Talvez o que falte a matéria seja comparar os dados dos municípios em momentos distintos do tempo em não em relação a gasto per capita para avaliar se as despesas aumentaram ou declinaram. Por outro lado, é preciso verificar de que despesas se tratam. Por exemplo, é verdade que as Câmaras necessitam de uma despesa fixa para existirem: numero de funcionários, instalações para tarefas rotineiras aumentam pouco se a população de uma cidade não aumenta. Mas também é verdade o contrário, a evolução da cidade também conta para as despesas, e aí, como no caso de Porto Alegre, com amplo crescimento, é exigido um amplo investimento em pessoal, com concursos públicos, o que não tem acontecido. O resultado é funcionários estressados frente a uma demanda que não cessa de crescer. Escrevi sobre isso em post anterior. Deixar de fazer concursos para agradar a opinião pública é produzir um desserviço a comunidade, é prestar serviços precários.

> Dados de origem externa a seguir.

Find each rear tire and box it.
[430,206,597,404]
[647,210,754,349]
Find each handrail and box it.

"Dinheiro que vem de fora" incentiva gastos sim, mas cuidado com esta Lei criada pelos cães que ladram para o parlamento. Deixar de analisar cada caso é um crime. Deixar de analisar tendências é uma estratégia.Deixar de buscar os problemas de fundo é a melhor forma de estereotipar. O problema é se estamos fortalecendo os cidadãos para o exercício do seu controle sobre os gastos do legislativo e executivo, ou se ao contrário, estamos desmontando o parlamento para colocar outra coisa em seu lugar.